Updated

Goodyear Tire & Rubber Co. (GT) said on Friday it will cut costs by up to $1 billion by 2008, closing plants and increasing sourcing from Asia to face high raw materials costs, pension obligations and an uncertain global economy.

Goodyear, the largest U.S. tire maker, said it would cut costs by $750 million to $1 billion over the next three years, taking cash charges of $150 million to $350 million for the restructuring, which will include selling more noncore assets.

"Our turnaround is on track and will continue to evolve," Chief Executive Robert Keegan said in a statement.

Goodyear expects to cut high-cost manufacturing capacity by 8 percent to 12 percent to generate savings of about $100 million to $150 million per year.

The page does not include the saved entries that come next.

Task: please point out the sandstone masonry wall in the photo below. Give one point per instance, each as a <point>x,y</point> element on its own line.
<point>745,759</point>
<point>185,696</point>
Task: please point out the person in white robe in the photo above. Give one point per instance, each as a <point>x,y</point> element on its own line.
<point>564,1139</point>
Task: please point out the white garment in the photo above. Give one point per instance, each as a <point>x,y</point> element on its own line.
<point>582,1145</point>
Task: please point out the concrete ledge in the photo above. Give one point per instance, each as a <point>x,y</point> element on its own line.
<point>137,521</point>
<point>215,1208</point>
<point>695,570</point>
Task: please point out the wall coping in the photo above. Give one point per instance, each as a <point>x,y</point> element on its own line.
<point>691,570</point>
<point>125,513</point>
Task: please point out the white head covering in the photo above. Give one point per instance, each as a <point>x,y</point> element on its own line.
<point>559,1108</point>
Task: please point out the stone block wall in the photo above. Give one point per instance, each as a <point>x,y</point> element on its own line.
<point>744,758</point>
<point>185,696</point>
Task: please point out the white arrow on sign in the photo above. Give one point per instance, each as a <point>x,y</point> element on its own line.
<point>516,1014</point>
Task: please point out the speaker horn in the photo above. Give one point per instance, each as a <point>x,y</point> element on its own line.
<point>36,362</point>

It did not say how many plants it would close or where they are located.

The Akron, Ohio-based company reported a profit in 2004 after losses totaling more than $2 billion over the previous two years that sparked a previous cost cutting plan of plant closings, job cuts and debt reduction.

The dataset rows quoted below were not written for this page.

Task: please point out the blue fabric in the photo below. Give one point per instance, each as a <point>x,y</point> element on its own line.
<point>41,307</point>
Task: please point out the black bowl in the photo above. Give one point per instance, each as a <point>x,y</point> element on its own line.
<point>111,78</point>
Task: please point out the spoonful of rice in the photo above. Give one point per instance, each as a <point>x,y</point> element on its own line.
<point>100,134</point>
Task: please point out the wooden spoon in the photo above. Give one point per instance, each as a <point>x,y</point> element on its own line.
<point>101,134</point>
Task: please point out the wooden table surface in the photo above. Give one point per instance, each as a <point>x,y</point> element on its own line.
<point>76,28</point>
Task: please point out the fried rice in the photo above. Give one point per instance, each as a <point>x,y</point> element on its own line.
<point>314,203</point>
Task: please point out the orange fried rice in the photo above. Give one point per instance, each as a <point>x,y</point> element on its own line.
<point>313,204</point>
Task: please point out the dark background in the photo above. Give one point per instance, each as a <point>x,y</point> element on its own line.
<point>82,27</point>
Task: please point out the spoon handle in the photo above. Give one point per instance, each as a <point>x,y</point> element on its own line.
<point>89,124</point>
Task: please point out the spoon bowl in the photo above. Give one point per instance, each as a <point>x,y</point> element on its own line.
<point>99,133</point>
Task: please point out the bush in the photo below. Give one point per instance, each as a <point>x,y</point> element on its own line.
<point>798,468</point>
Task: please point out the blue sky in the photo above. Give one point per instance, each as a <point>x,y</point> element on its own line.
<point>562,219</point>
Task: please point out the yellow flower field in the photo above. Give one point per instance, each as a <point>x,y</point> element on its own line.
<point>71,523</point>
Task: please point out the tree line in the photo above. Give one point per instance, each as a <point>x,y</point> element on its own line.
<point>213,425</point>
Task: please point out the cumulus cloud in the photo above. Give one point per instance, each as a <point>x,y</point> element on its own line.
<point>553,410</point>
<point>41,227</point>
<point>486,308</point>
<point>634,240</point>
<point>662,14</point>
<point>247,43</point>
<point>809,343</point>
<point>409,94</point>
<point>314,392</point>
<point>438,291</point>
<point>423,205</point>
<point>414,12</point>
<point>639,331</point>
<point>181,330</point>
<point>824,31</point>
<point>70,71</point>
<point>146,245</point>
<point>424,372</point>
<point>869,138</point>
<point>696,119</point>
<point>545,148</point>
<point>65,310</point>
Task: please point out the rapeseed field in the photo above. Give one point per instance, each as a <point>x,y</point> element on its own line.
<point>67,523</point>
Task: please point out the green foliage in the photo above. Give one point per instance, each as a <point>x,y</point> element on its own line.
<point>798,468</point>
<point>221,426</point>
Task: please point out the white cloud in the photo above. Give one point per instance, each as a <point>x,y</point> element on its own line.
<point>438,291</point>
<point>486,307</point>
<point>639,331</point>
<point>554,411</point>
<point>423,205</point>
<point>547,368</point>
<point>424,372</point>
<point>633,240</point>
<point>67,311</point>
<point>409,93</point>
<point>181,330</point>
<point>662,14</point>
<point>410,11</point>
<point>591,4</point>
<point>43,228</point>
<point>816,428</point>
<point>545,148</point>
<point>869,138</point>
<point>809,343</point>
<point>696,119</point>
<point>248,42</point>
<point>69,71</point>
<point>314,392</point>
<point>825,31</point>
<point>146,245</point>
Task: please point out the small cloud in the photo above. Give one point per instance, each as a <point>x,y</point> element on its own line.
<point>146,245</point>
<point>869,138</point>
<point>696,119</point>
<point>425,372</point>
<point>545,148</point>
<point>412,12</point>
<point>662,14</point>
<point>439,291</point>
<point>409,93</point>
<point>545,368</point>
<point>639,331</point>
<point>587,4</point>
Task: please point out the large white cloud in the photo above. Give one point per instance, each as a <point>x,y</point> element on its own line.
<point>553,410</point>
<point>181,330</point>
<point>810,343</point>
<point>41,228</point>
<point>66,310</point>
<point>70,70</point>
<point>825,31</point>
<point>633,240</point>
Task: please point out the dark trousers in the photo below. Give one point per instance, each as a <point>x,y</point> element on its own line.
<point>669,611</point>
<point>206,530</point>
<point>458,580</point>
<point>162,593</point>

Goodyear has sold a resins, business, an Indonesian rubber plantation and the sale of its North American farm tire business is pending. Earlier this week Goodyear said it would consider selling its engineered products business.

Goodyear said it wants to improve segment operating margin to 8 percent for the total company and 5 percent for its key North American Tire unit. In the second quarter, only two smaller units met that overall standard and the North American Tire unit had an operating margin of 2.4 percent.

Goodyear said it is still assessing the impact of Hurricane Katrina (search) on property, inventory and overall operations. Five retail stores are expected to stay closed indefinitely, but the impact from those closings is not expected to be material.